D. COMO SER BAUTIZADO CON EL ESPÍRITU SANTO

Dios quiere que su Santo Espíritu, quien reside en usted debido a que es un creyente en Jesús, le llene hasta rebosar de poder, a fin de que pueda rendirle un buen servicio (Ef 5:18).

1. Es Un Don Prometido Por Dios; Así Que, Pídalo

“…¿cuánto más vuestro Padre celestial dará el Espíritu Santo a los que se lo pidan?” (Lc 11:13). Lea también los versículos 9-12.

2. Comience A Alabar A Dios A Medida Que Reciba En Fe

“Ellos, después de haberle adorado, volvieron a Jerusalén con gran gozo; y estaban siempre en el templo, alabando y bendiciendo a Dios. Amén” (Lc 24:52, 53).

3. Usted Puede Hablar Con Una Lengua Sobrenatural

“…vino sobre ellos el Espíritu Santo; y hablaban en lenguas…” (Hch 19:6). Lea también Marcos 16:17; Hechos 2:4; 10:45, 46; 1 Corintios 14:5, 18.

MI DECISIÓN

Doy gracias a Dios por el don del Espíritu Santo en mi vida. Tomo hoy la decisión de responder a la dirección e impulsos del Espíritu Santo. Determino aprender a escuchar la voz del Espíritu Santo en mi corazón. Escojo estar lleno con el Espíritu. Ahora abro mi espíritu para que sea lleno con el Espíritu Santo.

miércoles, 17 de febrero de 2010

RECIBIENDO LA DIRECCIÓN DE DIOS



Una de las tremendas bendiciones que resultan del asunto de salir a trabajar para Cristo por fe, es que comienzan a suceder cosas gloriosas en su vida. A medida que se rinde totalmente a Dios y empieza a actuar en obediencia a Su Palabra, la bendición, el crecimiento y el aumento vienen como consecuencia.

Si caminamos fielmente con Dios, estaremos en la necesidad de Su dirección divina cada vez que vayamos a hacer decisiones en relación a Su voluntad para nuestras vidas.

Las Escrituras tienen muchas promesas de que Dios dirigirá nuestros caminos. Isaías 58:11 en particular establece claramente: “Jehová te pastoreará siempre…”.

Tras ver que ésta promesa es nuestra, necesitaremos saber cómo actuar en relación a ella, cómo discernirla y cómo obtener la dirección de Dios.

A. DEBEMOS TENER EQUILIBRIO

Podemos conducirnos erróneamente aun mientras buscamos sinceramente la voluntad de Dios. Para evitar conducirnos erróneamente, debemos tener un equilibrio entre los extremos de raciocinio humano (intelecto, objetividad) por un lado, y por el otro puro emocionalismo (intuición, subjetividad).

1. Objetividad, Subjetividad

Un extremo rechaza toda experiencia cristiana objetiva, mientras que el otro, bordea el puro misticismo.

La persona que es totalmente objetiva, nunca caminará en agua como Pedro. No es racional que la gente camine en agua. Por el otro lado el místico subjetivo no comerá fruta con su desayuno si una voz del cielo no le da permiso. (Cualquiera de estas posiciones es extrema y peligrosa para un líder de la iglesia que quiere hacer la voluntad de Dios.)

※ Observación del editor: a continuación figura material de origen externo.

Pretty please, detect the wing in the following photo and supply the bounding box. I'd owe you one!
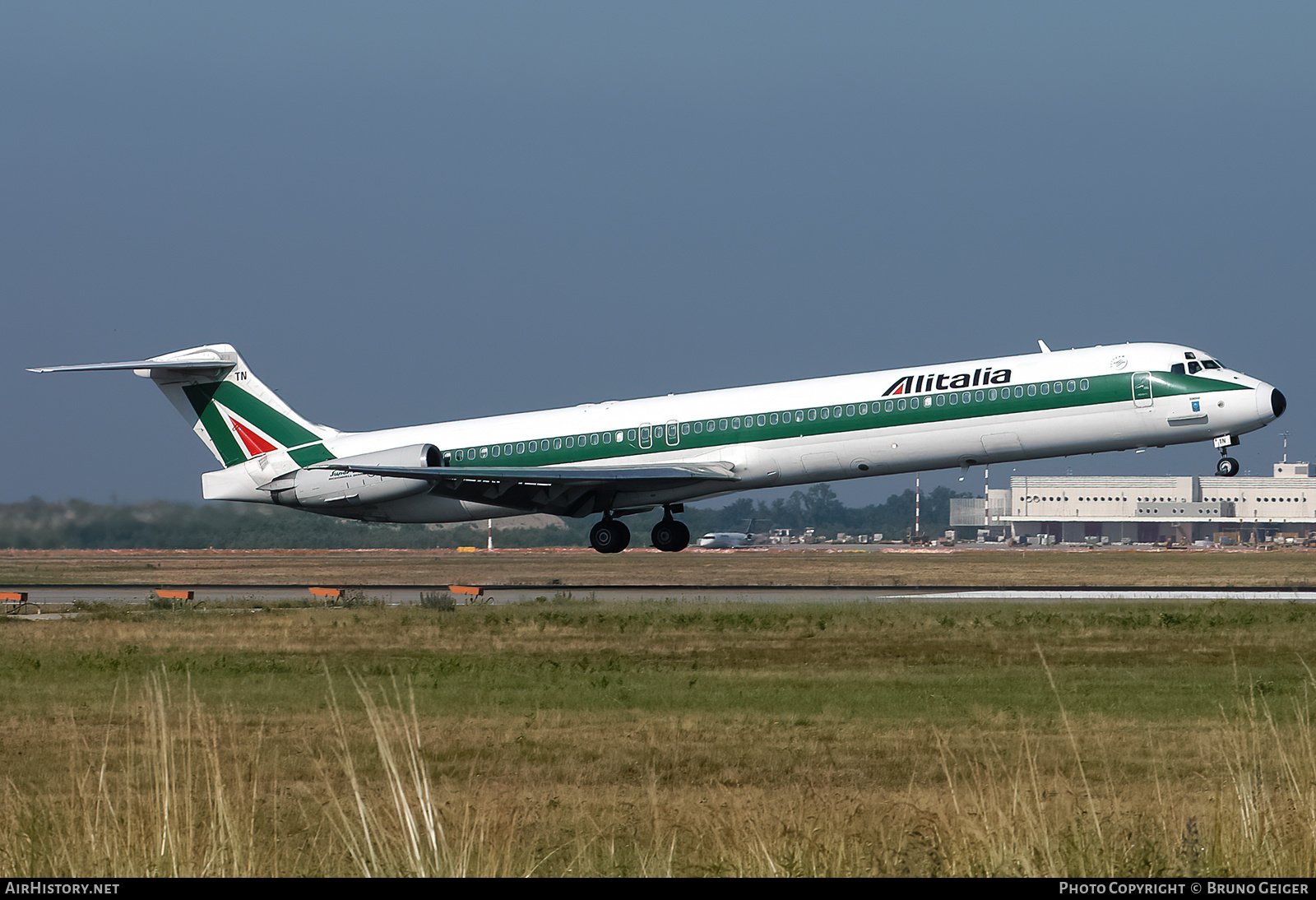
[314,462,739,516]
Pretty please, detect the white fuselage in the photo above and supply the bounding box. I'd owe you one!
[204,343,1283,522]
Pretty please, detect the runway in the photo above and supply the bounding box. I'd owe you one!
[7,584,1316,612]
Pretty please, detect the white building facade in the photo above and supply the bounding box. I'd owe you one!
[950,462,1316,545]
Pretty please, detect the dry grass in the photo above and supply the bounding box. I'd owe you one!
[7,601,1316,876]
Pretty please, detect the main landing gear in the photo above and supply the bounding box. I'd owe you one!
[590,507,689,553]
[1215,434,1240,478]
[590,513,630,553]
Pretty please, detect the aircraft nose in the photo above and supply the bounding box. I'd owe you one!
[1257,382,1288,420]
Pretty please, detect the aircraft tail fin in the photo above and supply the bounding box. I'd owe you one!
[30,343,338,467]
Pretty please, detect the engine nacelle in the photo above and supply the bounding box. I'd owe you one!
[274,443,443,509]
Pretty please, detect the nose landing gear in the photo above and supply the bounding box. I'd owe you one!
[1215,434,1240,478]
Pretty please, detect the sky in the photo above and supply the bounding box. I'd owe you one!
[0,0,1316,504]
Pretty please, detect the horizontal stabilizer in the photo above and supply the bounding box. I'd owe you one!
[28,360,237,373]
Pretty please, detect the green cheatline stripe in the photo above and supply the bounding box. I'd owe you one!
[443,373,1250,467]
[288,443,334,466]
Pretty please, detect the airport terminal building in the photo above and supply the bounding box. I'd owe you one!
[950,462,1316,545]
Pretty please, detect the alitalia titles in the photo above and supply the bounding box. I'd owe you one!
[882,366,1009,397]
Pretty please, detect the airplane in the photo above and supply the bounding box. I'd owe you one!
[30,341,1287,553]
[697,518,754,550]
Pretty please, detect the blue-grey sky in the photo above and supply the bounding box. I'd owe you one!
[0,0,1316,503]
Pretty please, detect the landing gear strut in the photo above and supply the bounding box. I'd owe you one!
[1216,434,1239,478]
[590,513,630,553]
[650,509,689,553]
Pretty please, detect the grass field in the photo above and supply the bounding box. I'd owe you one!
[7,568,1316,876]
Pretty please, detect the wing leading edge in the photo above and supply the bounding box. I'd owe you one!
[313,462,739,516]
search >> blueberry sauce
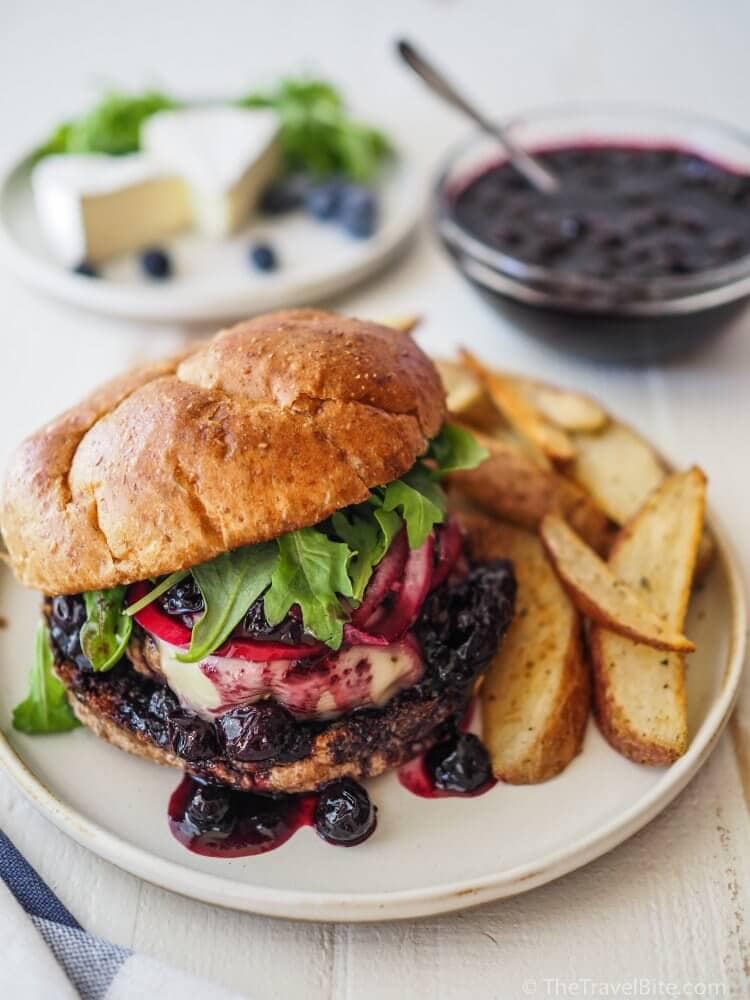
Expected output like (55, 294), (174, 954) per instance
(167, 775), (377, 858)
(167, 775), (316, 858)
(398, 701), (497, 799)
(453, 143), (750, 280)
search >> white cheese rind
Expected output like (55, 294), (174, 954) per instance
(31, 153), (191, 265)
(141, 106), (279, 237)
(154, 637), (423, 719)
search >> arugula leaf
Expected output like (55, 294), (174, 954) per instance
(239, 78), (391, 181)
(177, 542), (279, 663)
(123, 569), (190, 618)
(34, 90), (181, 160)
(263, 528), (354, 649)
(81, 587), (133, 671)
(427, 424), (489, 478)
(331, 507), (402, 601)
(374, 464), (447, 549)
(13, 621), (81, 735)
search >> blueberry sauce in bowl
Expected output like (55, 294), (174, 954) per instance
(454, 144), (750, 283)
(435, 107), (750, 360)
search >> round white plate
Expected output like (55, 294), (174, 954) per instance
(0, 522), (745, 921)
(0, 155), (427, 323)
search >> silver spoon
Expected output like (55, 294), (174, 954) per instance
(397, 38), (560, 194)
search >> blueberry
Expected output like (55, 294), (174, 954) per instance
(260, 174), (309, 215)
(141, 247), (172, 281)
(216, 701), (295, 761)
(49, 595), (91, 670)
(73, 260), (99, 278)
(158, 576), (203, 616)
(250, 243), (278, 271)
(427, 733), (492, 792)
(339, 185), (378, 239)
(167, 711), (217, 761)
(239, 596), (305, 646)
(185, 784), (235, 836)
(415, 560), (516, 690)
(148, 684), (180, 722)
(315, 778), (377, 847)
(305, 181), (344, 219)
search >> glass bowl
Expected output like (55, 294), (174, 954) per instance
(433, 105), (750, 361)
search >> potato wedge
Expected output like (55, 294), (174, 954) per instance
(461, 351), (575, 462)
(515, 377), (609, 432)
(589, 468), (706, 765)
(566, 422), (667, 524)
(448, 431), (614, 554)
(565, 421), (716, 583)
(461, 515), (589, 784)
(435, 361), (505, 432)
(540, 514), (695, 653)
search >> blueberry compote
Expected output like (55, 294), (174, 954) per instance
(453, 143), (750, 281)
(168, 776), (377, 858)
(398, 701), (497, 799)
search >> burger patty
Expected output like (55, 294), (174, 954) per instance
(50, 561), (515, 792)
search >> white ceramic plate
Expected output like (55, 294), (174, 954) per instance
(0, 155), (420, 323)
(0, 521), (745, 921)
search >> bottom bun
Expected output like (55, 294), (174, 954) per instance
(50, 560), (516, 792)
(55, 661), (482, 792)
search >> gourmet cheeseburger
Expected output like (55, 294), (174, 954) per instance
(0, 310), (515, 792)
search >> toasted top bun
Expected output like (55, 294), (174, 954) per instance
(0, 309), (445, 594)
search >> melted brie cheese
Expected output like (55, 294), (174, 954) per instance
(141, 106), (280, 237)
(155, 638), (423, 719)
(31, 153), (191, 265)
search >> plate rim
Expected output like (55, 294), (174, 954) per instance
(0, 147), (427, 324)
(0, 510), (747, 922)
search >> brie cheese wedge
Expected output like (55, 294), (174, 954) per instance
(141, 106), (280, 237)
(31, 153), (192, 265)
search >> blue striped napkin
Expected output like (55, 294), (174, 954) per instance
(0, 831), (247, 1000)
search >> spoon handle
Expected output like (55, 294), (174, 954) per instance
(398, 39), (560, 194)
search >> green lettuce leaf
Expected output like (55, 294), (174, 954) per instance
(81, 587), (133, 671)
(123, 569), (190, 618)
(177, 542), (279, 663)
(427, 424), (489, 478)
(331, 507), (402, 601)
(264, 528), (354, 649)
(13, 621), (81, 735)
(239, 78), (391, 181)
(373, 464), (447, 549)
(34, 90), (181, 160)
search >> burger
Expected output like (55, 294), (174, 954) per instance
(0, 309), (515, 840)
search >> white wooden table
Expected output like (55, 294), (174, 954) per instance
(0, 0), (750, 1000)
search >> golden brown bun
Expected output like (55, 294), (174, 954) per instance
(0, 309), (445, 594)
(55, 658), (474, 793)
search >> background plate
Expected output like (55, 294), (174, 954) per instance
(0, 155), (427, 323)
(0, 520), (745, 920)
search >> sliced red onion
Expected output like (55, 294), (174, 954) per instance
(368, 535), (435, 642)
(430, 518), (463, 590)
(351, 528), (409, 629)
(344, 625), (388, 646)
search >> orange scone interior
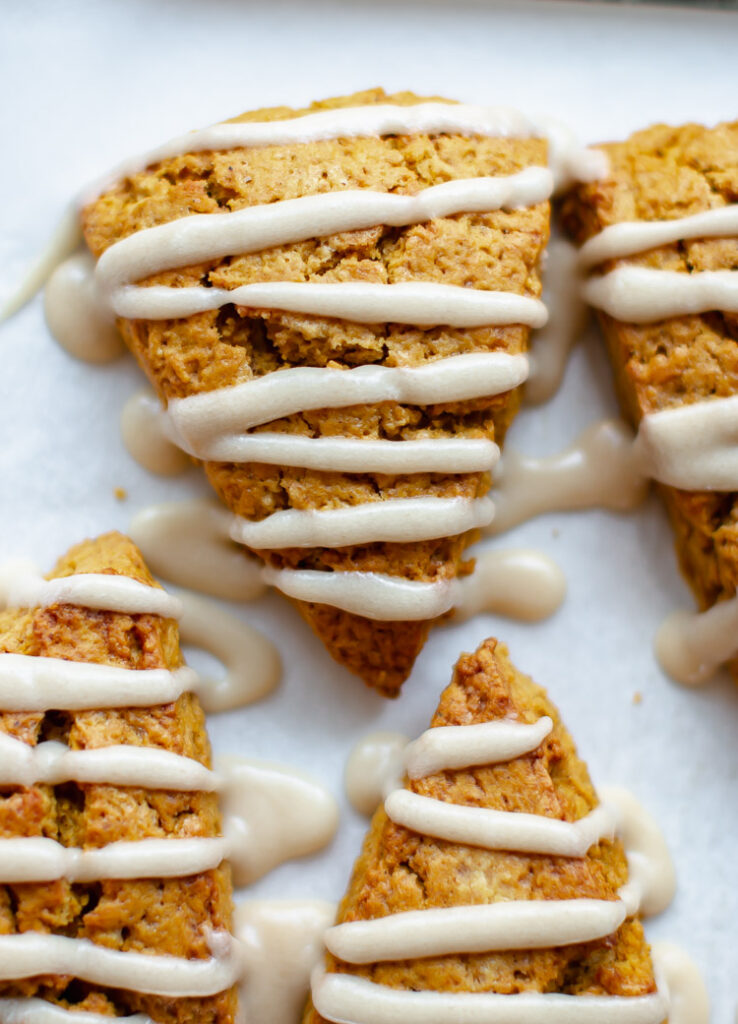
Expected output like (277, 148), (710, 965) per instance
(84, 89), (551, 695)
(0, 534), (236, 1024)
(303, 640), (667, 1024)
(562, 116), (738, 674)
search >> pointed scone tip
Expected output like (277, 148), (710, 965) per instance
(61, 90), (556, 695)
(563, 122), (738, 685)
(0, 534), (241, 1024)
(304, 640), (683, 1024)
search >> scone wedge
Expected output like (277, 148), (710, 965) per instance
(303, 640), (667, 1024)
(84, 89), (553, 695)
(0, 534), (236, 1024)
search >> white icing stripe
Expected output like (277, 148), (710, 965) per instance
(579, 204), (738, 267)
(583, 266), (738, 324)
(325, 899), (625, 964)
(0, 562), (182, 618)
(636, 391), (738, 490)
(111, 281), (548, 328)
(404, 716), (554, 778)
(95, 167), (554, 293)
(163, 352), (528, 438)
(0, 653), (198, 711)
(385, 790), (615, 857)
(0, 837), (229, 884)
(183, 431), (500, 474)
(0, 932), (242, 998)
(0, 733), (218, 793)
(262, 565), (460, 622)
(230, 498), (494, 549)
(312, 972), (668, 1024)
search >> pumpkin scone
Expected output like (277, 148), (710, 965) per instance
(0, 534), (238, 1024)
(84, 89), (553, 695)
(562, 122), (738, 682)
(303, 640), (671, 1024)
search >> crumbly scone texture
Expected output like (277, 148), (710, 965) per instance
(303, 639), (656, 1024)
(84, 89), (550, 695)
(0, 534), (236, 1024)
(562, 121), (738, 680)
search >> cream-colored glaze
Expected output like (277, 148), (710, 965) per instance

Una vez que se empieza a buscar a Dios con todo el corazón, hay trampas que surgen si uno no tiene equilibrio entre estas dos cosas. Con referencia al lado subjetivo, dice Pablo en 1 Corintios 14:10: Tantas clases de idiomas hay, seguramente, en el mundo, y ninguno de ellos carece de significado”.

Hay muchas clases de voces que le hablan a usted; por consiguiente, debe probarlas para discernir lo que es de Dios y lo que no lo es.

Por otra parte, no podemos dejar de lado lo subjetivo, y ser tan razonables y lógicos que rechacemos uno de los elementos de la fe, que es el de experimentar riesgos. Los pasos de fe (fe es una respuesta en obediencia a la palabra de Dios) son esenciales para el éxito.

2. Fe / Presunción

Cuando usted haga algo que es imposible de hacer y funcione, el ingrediente que hace que funcione es la fe. Cuando se toca el asunto de la dirección, esa fe tiene que estar basada sobre algo que sea de Dios, de otra manera, podemos actuar por presunción y no por fe, lo cual, hará que tropecemos y nos salgamos fuera de la trayectoria correcta.

B. DEBEMOS ACTUAR EN FE

1. Elías: Un Ejemplo

La interrelación entre fe y guianza está claramente ilustrada en la vida de Elías. Elías tornó a decir al pueblo, “Invocad luego vosotros el nombre de vuestros dioses, y yo invocaré el nombre de Jehová; y el Dios que respondiere por medio de fuego, ése sea Dios” (1 R 18:24).

Veamos la oración de Elías cuando se llegó la hora de la confrontación con los profetas de Baal:

“…el profeta Elías… dijo: Jehová Dios… sea hoy manifiesto que tú eres Dios en Israel, y que yo soy tu siervo, y que por mandato tuyo he hecho todas estas cosas (1 R 18:36).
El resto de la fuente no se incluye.